Twigg-Smith was a fifth-generation Hawaii resident. He was born in 1921 in Honolulu, Hawaii, the son of William and Margaret Thurston Twigg-Smith (1895–1931). He was the 2xgreat-grandson of two pioneer missionary couples: Asa and Lucy Goodale Thurston and Lorrin Andrews and his wife. He was the grandson of Lorrin A. Thurston, who played a key role in the 1893 overthrow of the Hawaiian Kingdom. His father William was an artist and a musician, who supported his family as an illustrator at the Hawaiian Sugar Planters' Association.
Twigg-Smith grew up in the lower Nuʻuanu Valley on Bates Street, in a house his father built on his grandfather Lorrin's property. At the time, L.A. Thurston was publisher of the Honolulu Advertiser.
Twigg-Smith, his brother David, and sister Barbara attended Lincoln and Kapalama elementary schools.

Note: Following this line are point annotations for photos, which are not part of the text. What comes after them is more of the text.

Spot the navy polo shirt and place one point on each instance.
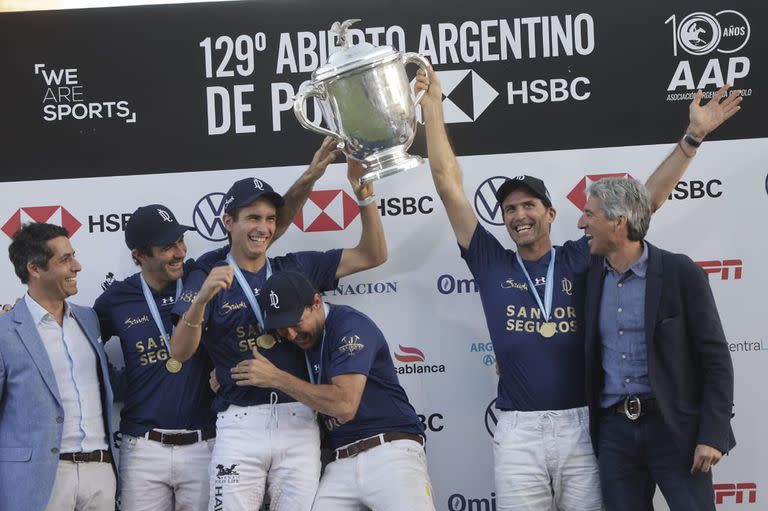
(535, 373)
(154, 397)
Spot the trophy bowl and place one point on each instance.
(367, 103)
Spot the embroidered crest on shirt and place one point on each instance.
(512, 284)
(351, 344)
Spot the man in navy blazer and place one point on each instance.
(55, 396)
(659, 372)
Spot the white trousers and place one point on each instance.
(544, 461)
(83, 487)
(273, 447)
(390, 477)
(157, 477)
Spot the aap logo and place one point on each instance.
(491, 419)
(56, 215)
(486, 205)
(701, 33)
(207, 217)
(327, 210)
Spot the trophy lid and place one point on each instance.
(350, 57)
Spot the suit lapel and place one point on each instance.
(653, 287)
(27, 331)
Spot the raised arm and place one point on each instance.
(189, 329)
(702, 120)
(371, 250)
(297, 194)
(442, 160)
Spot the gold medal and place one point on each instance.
(265, 341)
(547, 329)
(173, 365)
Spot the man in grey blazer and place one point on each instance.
(55, 397)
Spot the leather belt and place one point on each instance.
(189, 438)
(374, 441)
(87, 457)
(634, 407)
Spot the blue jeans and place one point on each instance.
(635, 456)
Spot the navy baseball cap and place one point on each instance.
(532, 184)
(153, 226)
(247, 190)
(284, 298)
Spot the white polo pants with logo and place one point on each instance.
(83, 487)
(157, 477)
(273, 447)
(390, 477)
(544, 461)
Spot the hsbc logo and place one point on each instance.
(486, 205)
(56, 215)
(327, 210)
(724, 269)
(208, 217)
(578, 195)
(466, 95)
(413, 360)
(737, 493)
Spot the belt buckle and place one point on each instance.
(632, 407)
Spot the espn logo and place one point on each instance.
(736, 491)
(724, 268)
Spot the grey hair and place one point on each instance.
(628, 198)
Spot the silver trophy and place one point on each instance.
(367, 103)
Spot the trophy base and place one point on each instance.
(387, 163)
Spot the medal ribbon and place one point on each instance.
(153, 310)
(320, 364)
(546, 307)
(249, 294)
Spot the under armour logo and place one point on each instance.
(567, 286)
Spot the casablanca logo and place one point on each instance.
(578, 195)
(274, 300)
(327, 210)
(413, 361)
(208, 216)
(57, 215)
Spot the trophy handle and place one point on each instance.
(422, 62)
(301, 115)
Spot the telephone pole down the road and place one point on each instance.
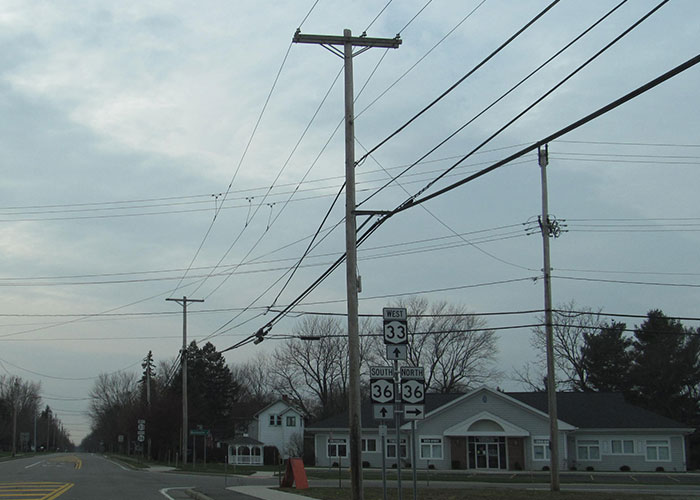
(183, 360)
(347, 41)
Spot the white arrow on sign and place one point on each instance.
(383, 412)
(414, 412)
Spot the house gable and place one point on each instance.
(484, 399)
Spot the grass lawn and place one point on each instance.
(476, 494)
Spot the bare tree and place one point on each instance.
(21, 396)
(456, 348)
(314, 371)
(254, 378)
(570, 325)
(114, 404)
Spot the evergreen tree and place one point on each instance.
(211, 388)
(607, 357)
(665, 372)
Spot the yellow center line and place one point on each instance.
(33, 491)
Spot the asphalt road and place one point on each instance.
(83, 476)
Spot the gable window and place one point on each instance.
(588, 449)
(658, 449)
(431, 448)
(622, 447)
(369, 444)
(540, 449)
(391, 448)
(337, 447)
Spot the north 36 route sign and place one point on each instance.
(395, 331)
(413, 391)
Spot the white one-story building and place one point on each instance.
(275, 432)
(491, 430)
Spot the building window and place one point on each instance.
(337, 447)
(622, 447)
(431, 448)
(369, 444)
(658, 450)
(588, 449)
(391, 448)
(540, 449)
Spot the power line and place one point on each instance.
(458, 82)
(499, 99)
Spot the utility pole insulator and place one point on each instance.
(348, 42)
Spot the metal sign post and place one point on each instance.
(397, 424)
(382, 436)
(413, 460)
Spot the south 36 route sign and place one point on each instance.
(381, 384)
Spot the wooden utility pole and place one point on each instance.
(183, 302)
(543, 159)
(347, 41)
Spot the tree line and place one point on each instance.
(310, 369)
(23, 424)
(655, 364)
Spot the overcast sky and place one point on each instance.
(126, 127)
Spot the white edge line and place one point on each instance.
(164, 491)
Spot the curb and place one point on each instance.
(197, 495)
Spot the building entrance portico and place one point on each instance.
(483, 442)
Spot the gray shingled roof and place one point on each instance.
(340, 420)
(598, 410)
(586, 410)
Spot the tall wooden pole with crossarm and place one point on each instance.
(348, 42)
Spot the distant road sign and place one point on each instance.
(413, 391)
(382, 390)
(395, 332)
(397, 352)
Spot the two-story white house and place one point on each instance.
(277, 430)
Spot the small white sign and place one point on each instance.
(397, 352)
(412, 372)
(381, 372)
(394, 313)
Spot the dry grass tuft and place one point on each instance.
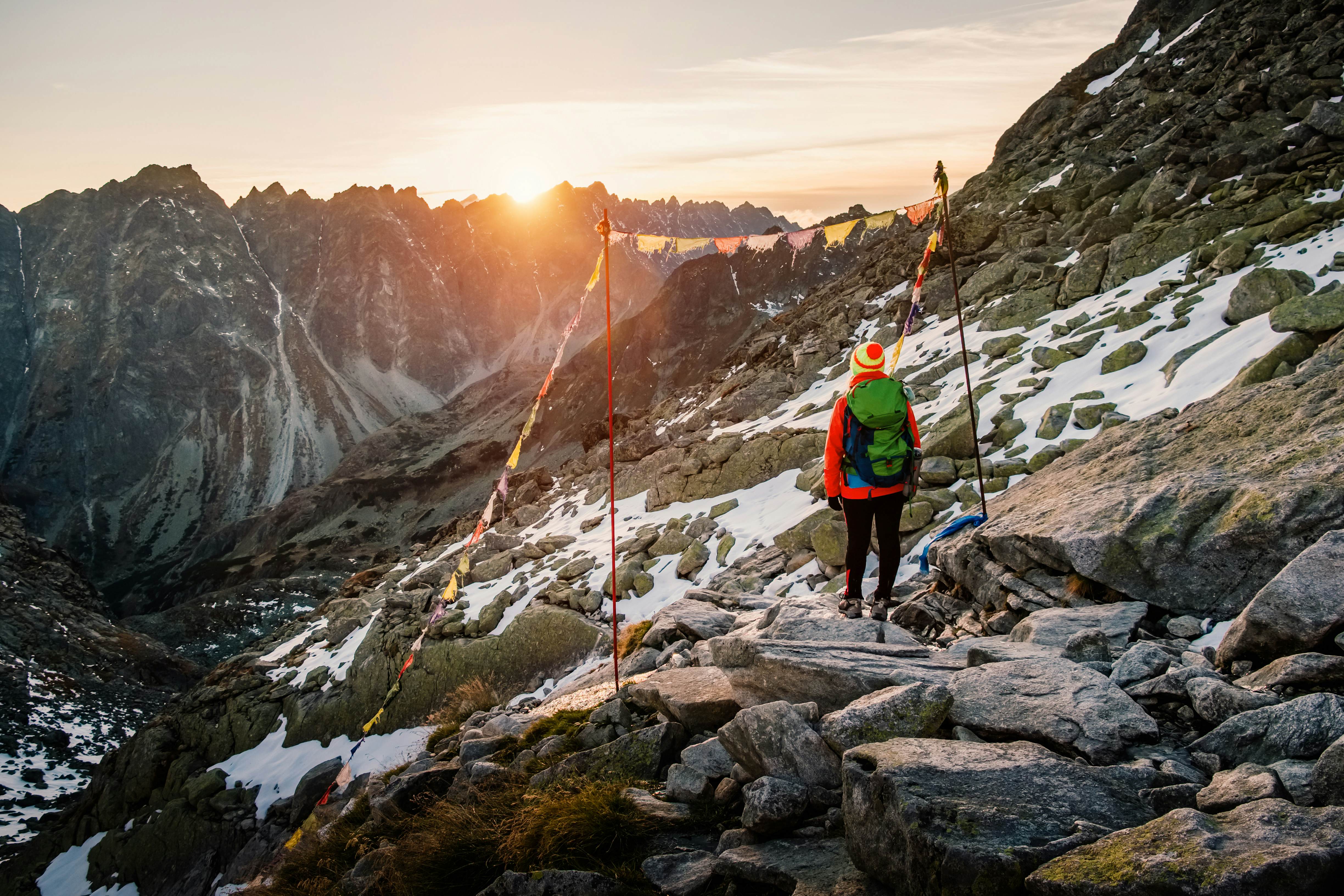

Twigg-Smith went on to President Theodore Roosevelt High School for junior high and entered Punahou School in the 10th grade on a scholarship.
He graduated from Punahou School in 1938 and earned a mechanical engineering degree from Yale University in 1942. Twigg-Smith served in the armed forces during World War II in Europe in five campaigns. He attained the rank of captain in the field artillery and was awarded the Bronze Star.
Returning to Hawaii in December 1945, he started work at the Honolulu Advertiser in February 1946. As a major, he started the 483rd Field Artillery battalion in the Hawaii National Guard. He left the guard in 1954 as a lieutenant colonel to concentrate on his duties as managing editor of the newspaper.